Anthony Lee was the second person in line, having driven from Somerset at 7 a.m.
“I figured it would be a little less congested here,” he said, after buying some flower and declining to reveal how much he spent.
Lee said the day was bittersweet, and he hoped the revenue generated by the new businesses in New Jersey would make its way to the minority communities impacted by cannabis prohibition.
“I found it remarkable that minorities and blacks are arrested at such a high rate amongst equal use, and now I come here and who’s selling it to me? White people. That’s pretty shocking,” he said. “It’s a shame. I hope that the government can give minorities some kind of justice in return after the prohibition and impact.”
Lee spoke of the stigma and negative mindset attached to marijuana use, and that recreational sales were a step toward dispelling that.
Face masks for the COVID-19 pandemic came in handy Thursday for some customers who wanted to avoid being identified in the media hoopla. A woman, who declined to be identified for this story and didn’t want her picture taken, hustled to the end of the line at 10 a.m.
“I waited a long time for this. I wanted to be the first one here. I’m obviously not the first one,” the Long Valley woman said looking at the line.
The New Jersey Cannabis Regulatory Commission has cautioned of “great demand” on recreational supply and that products would run out.
Zita said when the legislation was adopted last summer, they started growing additional products to be read for the first day.

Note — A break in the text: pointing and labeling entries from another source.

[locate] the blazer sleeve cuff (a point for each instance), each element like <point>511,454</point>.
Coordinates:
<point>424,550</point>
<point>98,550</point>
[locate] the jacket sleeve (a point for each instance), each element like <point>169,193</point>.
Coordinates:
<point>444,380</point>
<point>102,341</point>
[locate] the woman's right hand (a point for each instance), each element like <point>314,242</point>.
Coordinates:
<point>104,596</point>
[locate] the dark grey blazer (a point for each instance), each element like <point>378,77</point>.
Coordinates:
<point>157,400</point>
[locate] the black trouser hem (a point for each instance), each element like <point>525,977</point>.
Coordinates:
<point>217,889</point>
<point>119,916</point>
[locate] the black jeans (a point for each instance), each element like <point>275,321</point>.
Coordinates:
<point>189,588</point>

“Looking at other states to see what happened there, we’ve done our best, within the capacity we have, to really stock up and have enough for the patients. There’s no doubt we will have enough for patients and always will. They are our priority,” she said. “We have plenty for adult use as well.”
On Thursday, medical marijuana patients had their own line and could skip the crowd by flashing their state cards. There was also medical patient-only products.
Patient Jessica Leon, who lives in Washington Borough, stocked up the day before to avoid the expected crowds. She said she expected the excitement and jump in business to be around for the first few weeks of recreational sales
“I didn’t want to get caught up in the commotion,” she said.
The Apothecarium has been the 38-year-old’s go-to dispensary since she started taking medical marijuana two years ago for anxiety and depression. Leon said she was not concerned about recreational sales affecting medical marijuana stock in the state.
“It should be available to everybody,” she said. “I think it’s a good thing. Everybody should be able to use it.”